According to a draft seen by AFP, it stresses "once again its serious concern that Iran continues to defy the requirements and obligations contained in the relevant IAEA Board of Governors and UN Security Council Resolutions."
The broad outlines of a text were agreed upon on Tuesday, but it had been unclear whether it would become merely a statement to be read out at the 35-nation board meeting or a more significant resolution to go to a vote.
The resolution stops short of a referral of Iran to the Security Council, AFP reported.

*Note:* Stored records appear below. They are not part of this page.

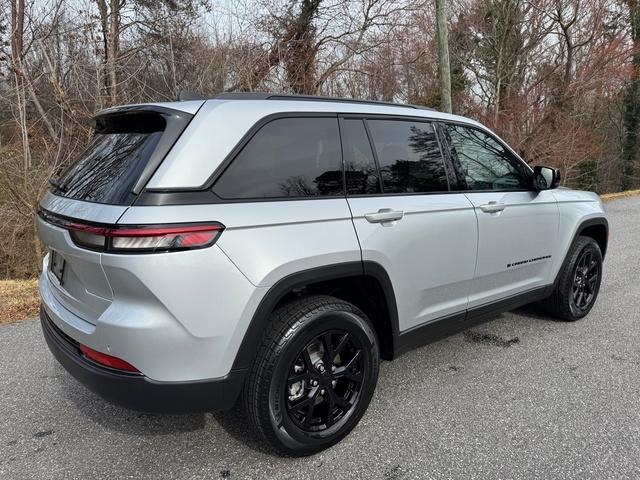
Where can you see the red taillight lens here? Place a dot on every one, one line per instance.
(107, 360)
(145, 238)
(138, 238)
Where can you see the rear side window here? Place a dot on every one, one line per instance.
(288, 157)
(360, 169)
(484, 164)
(112, 164)
(409, 156)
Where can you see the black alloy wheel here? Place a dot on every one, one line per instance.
(314, 374)
(587, 274)
(325, 380)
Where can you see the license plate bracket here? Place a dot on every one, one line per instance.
(56, 266)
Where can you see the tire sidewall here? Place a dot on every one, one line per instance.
(287, 433)
(592, 246)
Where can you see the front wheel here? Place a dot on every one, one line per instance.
(579, 281)
(314, 375)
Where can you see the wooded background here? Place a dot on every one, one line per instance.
(557, 79)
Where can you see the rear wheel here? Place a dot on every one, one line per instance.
(579, 281)
(314, 375)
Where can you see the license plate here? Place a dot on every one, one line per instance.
(56, 265)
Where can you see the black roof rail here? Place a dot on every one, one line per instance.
(185, 95)
(313, 98)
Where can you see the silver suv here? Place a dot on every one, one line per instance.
(274, 248)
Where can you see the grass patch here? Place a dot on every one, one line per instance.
(19, 300)
(613, 196)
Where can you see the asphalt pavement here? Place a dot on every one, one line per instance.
(522, 396)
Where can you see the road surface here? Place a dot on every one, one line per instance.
(522, 396)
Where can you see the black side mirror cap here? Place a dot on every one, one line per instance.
(545, 178)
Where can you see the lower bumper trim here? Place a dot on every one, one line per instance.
(138, 392)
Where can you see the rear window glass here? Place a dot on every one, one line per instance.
(288, 157)
(112, 163)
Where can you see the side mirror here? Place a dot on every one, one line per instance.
(545, 178)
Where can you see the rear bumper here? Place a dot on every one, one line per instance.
(137, 392)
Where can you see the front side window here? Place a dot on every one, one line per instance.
(409, 156)
(288, 157)
(482, 163)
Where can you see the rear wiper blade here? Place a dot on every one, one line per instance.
(54, 182)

The IAEA resolution, likely to be voted on Thursday, is the 12th in nine years.
The AFP report noted that it is significant that Western nations were able to get Moscow and Beijing on board as they are traditionally more lenient on Tehran, with China a major buyer of Iranian oil and Russia having close commercial ties with Iran.
One Western diplomat in Vienna told AFP that the resolution was bound to pass, with only two countries still "needing to be convinced."

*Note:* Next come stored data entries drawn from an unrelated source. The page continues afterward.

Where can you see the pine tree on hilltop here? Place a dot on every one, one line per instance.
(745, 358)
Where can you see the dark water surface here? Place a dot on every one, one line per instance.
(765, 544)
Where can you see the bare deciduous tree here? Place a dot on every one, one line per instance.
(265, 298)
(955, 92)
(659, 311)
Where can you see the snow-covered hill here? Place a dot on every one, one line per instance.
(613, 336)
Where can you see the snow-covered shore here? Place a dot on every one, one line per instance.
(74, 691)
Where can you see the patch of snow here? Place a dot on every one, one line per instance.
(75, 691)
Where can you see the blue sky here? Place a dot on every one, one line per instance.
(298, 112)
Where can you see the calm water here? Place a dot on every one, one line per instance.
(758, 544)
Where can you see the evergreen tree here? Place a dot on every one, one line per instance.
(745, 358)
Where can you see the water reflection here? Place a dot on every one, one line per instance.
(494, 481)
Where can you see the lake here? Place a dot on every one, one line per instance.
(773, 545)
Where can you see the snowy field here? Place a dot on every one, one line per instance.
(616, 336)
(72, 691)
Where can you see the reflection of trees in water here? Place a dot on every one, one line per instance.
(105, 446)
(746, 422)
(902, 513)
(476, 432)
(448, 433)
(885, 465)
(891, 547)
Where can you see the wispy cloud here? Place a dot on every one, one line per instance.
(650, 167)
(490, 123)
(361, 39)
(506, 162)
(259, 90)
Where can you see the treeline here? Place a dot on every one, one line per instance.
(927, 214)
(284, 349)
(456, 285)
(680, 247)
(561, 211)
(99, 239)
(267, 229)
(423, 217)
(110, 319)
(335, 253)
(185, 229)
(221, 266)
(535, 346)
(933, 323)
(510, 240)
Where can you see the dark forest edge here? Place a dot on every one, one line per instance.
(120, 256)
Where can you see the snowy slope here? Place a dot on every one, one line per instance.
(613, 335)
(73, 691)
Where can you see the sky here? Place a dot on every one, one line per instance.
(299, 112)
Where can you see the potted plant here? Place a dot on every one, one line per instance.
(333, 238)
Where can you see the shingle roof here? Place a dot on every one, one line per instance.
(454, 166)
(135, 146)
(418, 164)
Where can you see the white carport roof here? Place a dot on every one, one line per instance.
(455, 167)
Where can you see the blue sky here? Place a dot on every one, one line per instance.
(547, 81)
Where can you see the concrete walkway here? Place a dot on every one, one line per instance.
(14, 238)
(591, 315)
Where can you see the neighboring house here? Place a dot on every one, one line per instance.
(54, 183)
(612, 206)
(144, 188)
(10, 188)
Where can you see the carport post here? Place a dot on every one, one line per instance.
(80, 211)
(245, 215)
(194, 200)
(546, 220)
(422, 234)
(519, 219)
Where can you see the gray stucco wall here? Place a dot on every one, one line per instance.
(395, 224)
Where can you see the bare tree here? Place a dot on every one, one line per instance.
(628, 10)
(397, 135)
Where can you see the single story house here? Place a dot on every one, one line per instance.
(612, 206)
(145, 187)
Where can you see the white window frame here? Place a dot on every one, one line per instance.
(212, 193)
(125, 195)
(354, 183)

The IAEA's latest report on August 30 said that Iran had doubled since May the capacity at the underground Fordo site by installing around 1,000 new centrifuges.

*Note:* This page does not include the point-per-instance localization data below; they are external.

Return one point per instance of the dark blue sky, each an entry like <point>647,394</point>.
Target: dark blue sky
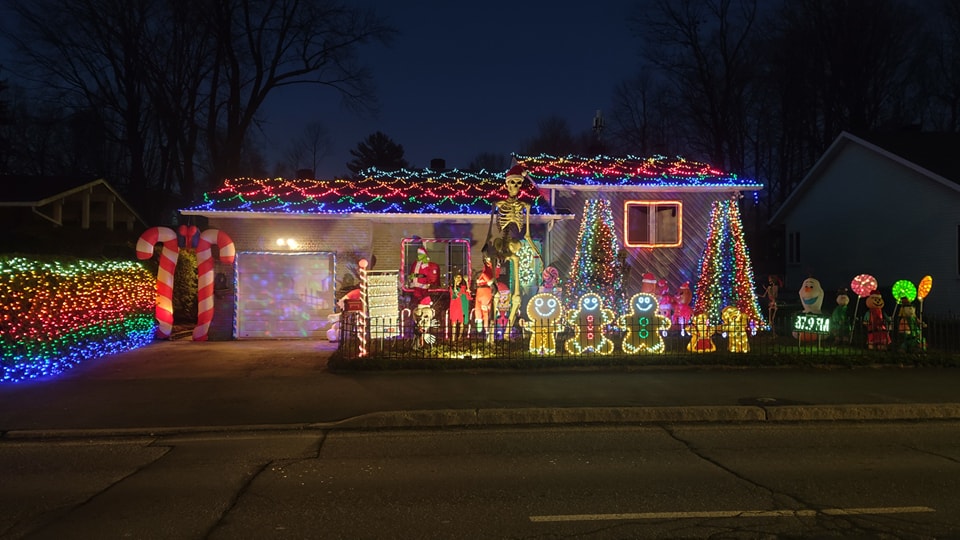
<point>464,78</point>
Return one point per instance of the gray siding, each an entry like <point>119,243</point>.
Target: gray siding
<point>867,214</point>
<point>676,265</point>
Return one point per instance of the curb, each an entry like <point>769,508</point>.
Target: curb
<point>538,416</point>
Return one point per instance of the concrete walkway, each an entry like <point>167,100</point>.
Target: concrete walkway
<point>180,386</point>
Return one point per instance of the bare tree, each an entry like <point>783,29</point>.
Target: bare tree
<point>703,50</point>
<point>179,83</point>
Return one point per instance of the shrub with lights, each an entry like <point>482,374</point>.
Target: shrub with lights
<point>54,315</point>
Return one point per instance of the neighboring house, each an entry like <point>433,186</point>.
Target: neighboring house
<point>887,205</point>
<point>64,214</point>
<point>298,241</point>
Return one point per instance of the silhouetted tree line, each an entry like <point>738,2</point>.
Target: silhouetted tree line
<point>162,97</point>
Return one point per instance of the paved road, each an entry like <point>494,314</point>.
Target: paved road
<point>175,386</point>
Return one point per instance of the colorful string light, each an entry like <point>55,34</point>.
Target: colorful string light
<point>54,315</point>
<point>726,273</point>
<point>596,267</point>
<point>654,171</point>
<point>398,192</point>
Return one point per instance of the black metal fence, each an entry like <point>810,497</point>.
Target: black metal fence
<point>403,340</point>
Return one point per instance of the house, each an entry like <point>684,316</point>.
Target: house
<point>883,204</point>
<point>64,215</point>
<point>299,241</point>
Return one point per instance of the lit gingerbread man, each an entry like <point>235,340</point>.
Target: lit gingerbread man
<point>701,334</point>
<point>544,312</point>
<point>588,324</point>
<point>735,325</point>
<point>642,326</point>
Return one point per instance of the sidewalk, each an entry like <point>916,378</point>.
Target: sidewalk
<point>176,386</point>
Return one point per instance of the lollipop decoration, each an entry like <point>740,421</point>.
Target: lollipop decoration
<point>862,285</point>
<point>904,289</point>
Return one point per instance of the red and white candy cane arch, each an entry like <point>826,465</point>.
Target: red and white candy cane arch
<point>168,265</point>
<point>209,238</point>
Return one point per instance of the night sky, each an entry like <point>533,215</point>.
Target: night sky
<point>464,78</point>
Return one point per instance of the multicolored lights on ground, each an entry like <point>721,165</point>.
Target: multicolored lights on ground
<point>54,315</point>
<point>726,273</point>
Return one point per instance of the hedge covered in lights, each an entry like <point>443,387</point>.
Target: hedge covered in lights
<point>55,314</point>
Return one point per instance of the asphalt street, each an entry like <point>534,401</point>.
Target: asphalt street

On Friday, it was reported that several European Union nations are exploring a new raft of sanctions against Iran as exasperation mounts over blocked talks on the country's contested nuclear program.
On Monday, IAEA chief Yukiya Amano called on Iran to open up “without further delay” the Parchin military site, where "powerful tools" could detect traces of covert activities despite Tehran's suspected clean-up work.